Net loss for the six months ended December 31, 2021 was $2.1 million or $0.53 per basic and diluted share compared to net income of $0.5 million or $0.14 per basic and diluted share for the first six months of fiscal 2021. The weighted average number of common shares outstanding, used in the calculation of basic earnings per share for fiscal 2022 and 2021 were 4,013,537. The weighted average number of common shares outstanding, used in the calculation of diluted earnings per share for fiscal 2022 and 2021 were 4,013,537 and 4,027,788 respectively.
Liquidity and Capital Resources
The Company’s primary sources of liquidity are its cash, cash equivalents, other items of working capital and available borrowing under the Credit Facility discussed below.

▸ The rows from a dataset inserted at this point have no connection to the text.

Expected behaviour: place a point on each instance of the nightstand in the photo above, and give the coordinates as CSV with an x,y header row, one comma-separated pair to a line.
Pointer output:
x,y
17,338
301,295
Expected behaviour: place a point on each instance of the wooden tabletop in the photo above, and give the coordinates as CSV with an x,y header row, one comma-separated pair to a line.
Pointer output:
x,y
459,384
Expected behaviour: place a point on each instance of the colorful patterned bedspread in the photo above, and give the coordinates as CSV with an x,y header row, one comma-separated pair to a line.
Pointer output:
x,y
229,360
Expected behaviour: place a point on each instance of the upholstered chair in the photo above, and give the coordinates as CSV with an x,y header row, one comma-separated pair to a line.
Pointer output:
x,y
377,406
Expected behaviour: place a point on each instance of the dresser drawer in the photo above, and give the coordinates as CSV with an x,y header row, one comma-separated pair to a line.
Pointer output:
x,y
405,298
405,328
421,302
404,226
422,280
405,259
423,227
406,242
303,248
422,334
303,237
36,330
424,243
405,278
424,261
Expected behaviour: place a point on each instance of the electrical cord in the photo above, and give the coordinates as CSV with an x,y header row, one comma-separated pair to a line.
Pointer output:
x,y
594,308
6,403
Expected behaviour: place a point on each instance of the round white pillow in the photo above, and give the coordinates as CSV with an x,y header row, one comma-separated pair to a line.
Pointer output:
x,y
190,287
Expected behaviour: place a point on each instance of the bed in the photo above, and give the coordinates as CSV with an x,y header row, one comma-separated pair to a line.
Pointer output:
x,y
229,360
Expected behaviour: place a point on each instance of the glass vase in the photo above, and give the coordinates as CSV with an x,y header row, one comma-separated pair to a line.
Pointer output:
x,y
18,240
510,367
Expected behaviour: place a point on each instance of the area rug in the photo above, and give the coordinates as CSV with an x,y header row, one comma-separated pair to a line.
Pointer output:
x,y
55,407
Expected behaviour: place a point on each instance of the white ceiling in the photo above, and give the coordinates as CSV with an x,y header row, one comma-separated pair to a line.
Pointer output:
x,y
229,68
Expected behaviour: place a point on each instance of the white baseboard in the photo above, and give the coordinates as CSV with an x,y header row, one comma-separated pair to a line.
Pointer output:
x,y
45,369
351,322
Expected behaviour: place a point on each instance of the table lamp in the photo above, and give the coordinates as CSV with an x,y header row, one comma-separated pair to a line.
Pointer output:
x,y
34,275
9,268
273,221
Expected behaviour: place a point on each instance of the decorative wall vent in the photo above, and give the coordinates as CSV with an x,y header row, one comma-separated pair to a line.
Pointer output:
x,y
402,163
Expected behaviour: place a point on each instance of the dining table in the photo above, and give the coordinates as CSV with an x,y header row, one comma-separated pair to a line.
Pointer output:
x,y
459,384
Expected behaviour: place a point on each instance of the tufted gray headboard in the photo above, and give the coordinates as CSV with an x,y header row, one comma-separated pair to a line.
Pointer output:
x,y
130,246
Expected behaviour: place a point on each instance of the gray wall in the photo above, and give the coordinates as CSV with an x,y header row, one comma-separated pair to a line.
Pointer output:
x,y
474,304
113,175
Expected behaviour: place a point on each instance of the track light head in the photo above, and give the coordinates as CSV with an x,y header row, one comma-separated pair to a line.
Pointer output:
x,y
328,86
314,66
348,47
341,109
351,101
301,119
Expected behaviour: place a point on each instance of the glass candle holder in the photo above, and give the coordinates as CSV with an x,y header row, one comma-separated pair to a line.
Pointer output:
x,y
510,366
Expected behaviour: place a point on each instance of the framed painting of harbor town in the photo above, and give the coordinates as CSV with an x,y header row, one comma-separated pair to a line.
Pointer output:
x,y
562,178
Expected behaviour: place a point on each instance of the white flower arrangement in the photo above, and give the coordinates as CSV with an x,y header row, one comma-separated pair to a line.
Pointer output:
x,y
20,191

The Company’s working capital was $4.4 million at December 31, 2021 compared to $6.3 million at June 30, 2021. The $1.9 million decrease in working capital is attributed to a cash decrease of $0.5 million, an inventory decrease of $0.7 million, an accounts receivable decrease of $0.5 million, a debt increase of $1.3 million and an $0.4 million increase in customer deposits. During the first half of fiscal 2022, these decreases in working capital were offset by an $0.2 million increase in other current assets, a $0.5 million decrease in accounts payable and a $0.8 million decrease in other accrued liabilities. Accounts payable and other accrued liabilities are subject to normal fluctuations in purchasing levels and the timing of payments within the quarter. Accounts receivable was $2.4 million at December 31, 2021 and as measured in days sales outstanding (“DSO”) was 35 DSO compared to a 40 DSO at June 30, 2021. The Company does adjust product forecast, order quantities and safety stock based on changes in demand patterns in order to manage inventory levels.
North Mill Loan
The Company is party to a Loan and Security Agreement with North Mill Capital, LLC (“North Mill”), as successor in interest to Summit Financial Resources, L.P., dated effective February 27, 2017, as amended April 16, 2018, April 24, 2019, December 18, 2020 and October 7, 2021 (as amended, the “Credit Agreement”). Pursuant to the Credit Agreement, the Company obtained a secured revolving credit facility (the “Credit Facility”). The Company’s obligations under the Credit Facility are secured by all of the Company’s personal property, both tangible and intangible, pursuant to the terms and subject to the conditions set forth in the Credit Agreement. Availability of funds under the Credit Agreement is based on the Company’s accounts receivable and inventory but will not exceed $4,000,000. At December 31, 2021 borrowing under the agreement was $3,364,111, maximum available borrowing based on eligible collateral was $3,603,204, resulting in availability of $239,093.